SharePoint Syntex (formally part of Project Cortex) was released publicly at Microsoft Ignite 2020. Syntex is Microsoft’s first serious foray at infusing artificial intelligence functionality into SharePoint, the document management system many of us has come to use and (sort of) love in the corporate world over the last 15 years. It’s a critical tool for both managing documents and collaborating on content among teams. So with all the changes Microsoft has introduced into SharePoint in the last few years, the AI component was discernibly inevitable. And it’s a cool little tool – if you have the right use cases for it.
This blog post is dedicated to giving you the down-and-dirty intro to Syntex, including what it is, applicable scenarios, and why even bother with it. There’s already a lot written about how to configure and set it up (not the least of which is provided by – ahem – Microsoft), so let’s focus on what matters from a business (and analyst) perspective.
SharePoint Syntex is artificial intelligence tool used to automate the extract of data from structured (or unstructured) documents. SharePoint sites can now use Syntex to conveniently upload and extract data automatically into document libraries. Then you can use the library content – and data – as you normal with as site information.
There’s a bit more to it just being “SharePoint” – there are some back-end Azure and PowerApps stuff going on (e.g. the Form Processing Model), but generally speaking the Syntex part – and for the general license – will be for “unstructured” documents.
- Convenience
- Automation
- Saving Time
Syntex is really good for letting “SharePoint do the work” instead of yourself or your users have to add documents and update document library columns with metadata. Those columns can be filled in based on data inside the document.
This is essentially a form of automation – reducing the manual work and letting a “smart” system do this bit for you.
Syntex can also be a really good time saver, especially if you’re bulk uploading like-minded documents and don’t want to spend hours classifying them.

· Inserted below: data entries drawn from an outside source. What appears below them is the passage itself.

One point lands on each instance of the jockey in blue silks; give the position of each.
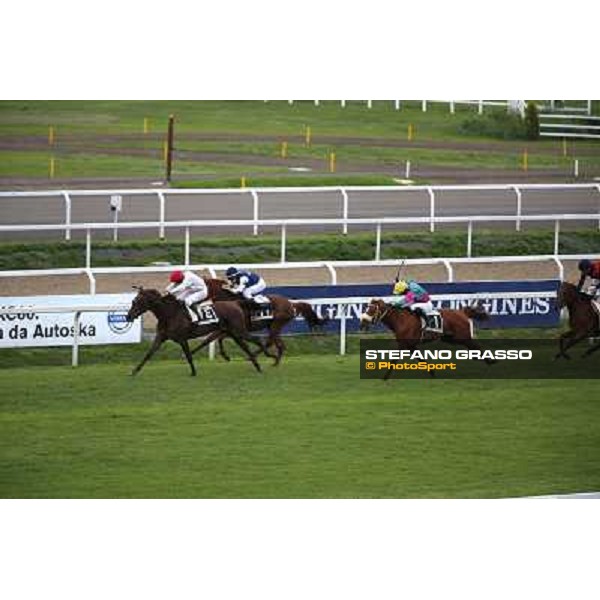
(413, 296)
(247, 284)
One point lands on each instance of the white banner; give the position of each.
(26, 328)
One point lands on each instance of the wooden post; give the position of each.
(169, 148)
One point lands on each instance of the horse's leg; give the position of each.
(275, 339)
(208, 339)
(186, 350)
(241, 342)
(156, 344)
(591, 350)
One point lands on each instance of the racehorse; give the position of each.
(283, 311)
(407, 328)
(583, 319)
(175, 324)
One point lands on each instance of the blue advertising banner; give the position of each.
(538, 310)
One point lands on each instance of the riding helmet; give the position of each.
(176, 277)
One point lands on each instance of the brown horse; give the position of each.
(407, 328)
(583, 319)
(283, 311)
(175, 324)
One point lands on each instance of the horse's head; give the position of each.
(375, 312)
(144, 301)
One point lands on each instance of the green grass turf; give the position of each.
(308, 429)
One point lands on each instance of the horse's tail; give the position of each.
(476, 312)
(305, 310)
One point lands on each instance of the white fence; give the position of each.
(254, 194)
(285, 224)
(343, 302)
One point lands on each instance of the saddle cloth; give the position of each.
(432, 322)
(207, 313)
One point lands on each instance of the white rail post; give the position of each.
(431, 209)
(75, 352)
(519, 209)
(598, 188)
(161, 215)
(283, 241)
(67, 216)
(255, 208)
(186, 257)
(344, 210)
(88, 248)
(332, 273)
(342, 307)
(469, 239)
(449, 270)
(561, 268)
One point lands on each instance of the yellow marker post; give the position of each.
(332, 162)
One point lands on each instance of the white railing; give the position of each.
(343, 302)
(332, 267)
(285, 224)
(254, 194)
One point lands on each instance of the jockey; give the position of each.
(589, 269)
(412, 296)
(246, 283)
(188, 287)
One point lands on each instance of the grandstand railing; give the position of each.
(77, 311)
(254, 194)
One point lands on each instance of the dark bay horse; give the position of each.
(284, 310)
(583, 319)
(175, 324)
(407, 328)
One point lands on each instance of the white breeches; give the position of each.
(426, 307)
(195, 297)
(257, 288)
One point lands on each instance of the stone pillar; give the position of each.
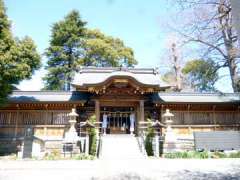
(141, 103)
(97, 110)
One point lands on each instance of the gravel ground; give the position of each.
(147, 169)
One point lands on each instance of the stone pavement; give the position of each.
(144, 169)
(120, 146)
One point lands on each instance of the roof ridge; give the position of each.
(92, 69)
(197, 93)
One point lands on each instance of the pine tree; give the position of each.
(73, 45)
(64, 51)
(18, 58)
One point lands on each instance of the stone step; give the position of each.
(120, 146)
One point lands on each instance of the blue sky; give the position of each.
(136, 22)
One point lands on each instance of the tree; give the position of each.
(73, 45)
(18, 57)
(209, 26)
(64, 51)
(102, 51)
(201, 74)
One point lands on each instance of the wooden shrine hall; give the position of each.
(122, 97)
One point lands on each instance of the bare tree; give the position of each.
(209, 24)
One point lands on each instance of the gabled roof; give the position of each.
(179, 97)
(93, 76)
(47, 96)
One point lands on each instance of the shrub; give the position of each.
(83, 157)
(187, 154)
(149, 139)
(234, 155)
(53, 155)
(218, 154)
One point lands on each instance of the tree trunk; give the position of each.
(225, 20)
(177, 68)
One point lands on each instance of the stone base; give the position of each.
(169, 147)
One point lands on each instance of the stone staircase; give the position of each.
(120, 146)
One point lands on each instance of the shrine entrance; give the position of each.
(117, 120)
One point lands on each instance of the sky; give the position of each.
(137, 22)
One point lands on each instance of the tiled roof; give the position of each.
(94, 76)
(47, 96)
(196, 97)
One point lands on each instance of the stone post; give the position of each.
(170, 137)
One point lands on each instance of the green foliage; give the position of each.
(92, 137)
(53, 155)
(201, 155)
(149, 139)
(187, 155)
(218, 154)
(83, 157)
(201, 74)
(73, 45)
(18, 58)
(234, 155)
(101, 50)
(64, 51)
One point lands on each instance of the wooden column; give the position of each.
(97, 110)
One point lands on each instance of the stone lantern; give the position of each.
(168, 119)
(170, 137)
(71, 136)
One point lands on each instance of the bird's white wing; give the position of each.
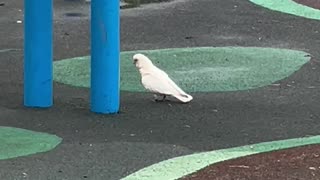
(156, 84)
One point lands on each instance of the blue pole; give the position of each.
(38, 53)
(105, 50)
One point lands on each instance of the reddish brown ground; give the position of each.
(301, 163)
(311, 3)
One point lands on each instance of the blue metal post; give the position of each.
(105, 50)
(38, 53)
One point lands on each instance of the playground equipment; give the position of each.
(105, 50)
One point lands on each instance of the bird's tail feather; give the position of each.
(184, 97)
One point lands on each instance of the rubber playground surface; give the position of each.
(252, 67)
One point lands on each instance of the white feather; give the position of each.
(157, 81)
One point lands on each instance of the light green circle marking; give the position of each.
(178, 167)
(17, 142)
(289, 7)
(197, 69)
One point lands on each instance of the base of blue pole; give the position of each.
(105, 56)
(38, 82)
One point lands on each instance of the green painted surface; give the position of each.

In the long-run, this may save you and your organization time and money.
You’ll have to buy a specific license from Microsoft in your M365 tenant – one for each user that intends to build, maintain and use the Syntex AI models. This can be done from the Admin Center in the Purchase Services screen listed under the Billing accordion in the Navigation area (the license is technically under the “Add Ons” category as of this blog post publishing). You’re looking at about $5 USD per month, per license, and it’s only available to existing E3 and E5 users. If you have over 300 Syntex licenses, you are automatically 1 million AI Builder credits.
Microsoft advertises that you need a license for each user who is basically a “stakeholder” of Syntex. This is to say, if you have five people all building models and using Syntex content, they would each need a Syntex license. In reality, that doesn’t appear to be entirely correct. If you are a global admin and want to just use a document library with Syntex-provided content, it appears to work as normal without a Syntex license. I may not be able to build a model, but I can get to the content (although I am a Global Admin in my tenant). Either way, it’s best to get at least one license so you can actually build the AI models with your documents.
Here’s a tip – if you have a user in your tenant just for technical and configuration things (like a “service account” user) it’s probably more cost-effective to buy one license for this user account. As regular users, it appears one can still enjoy the benefits of Syntex just by browsing/using the document library that Syntex is applied to. That, however, may change in the future.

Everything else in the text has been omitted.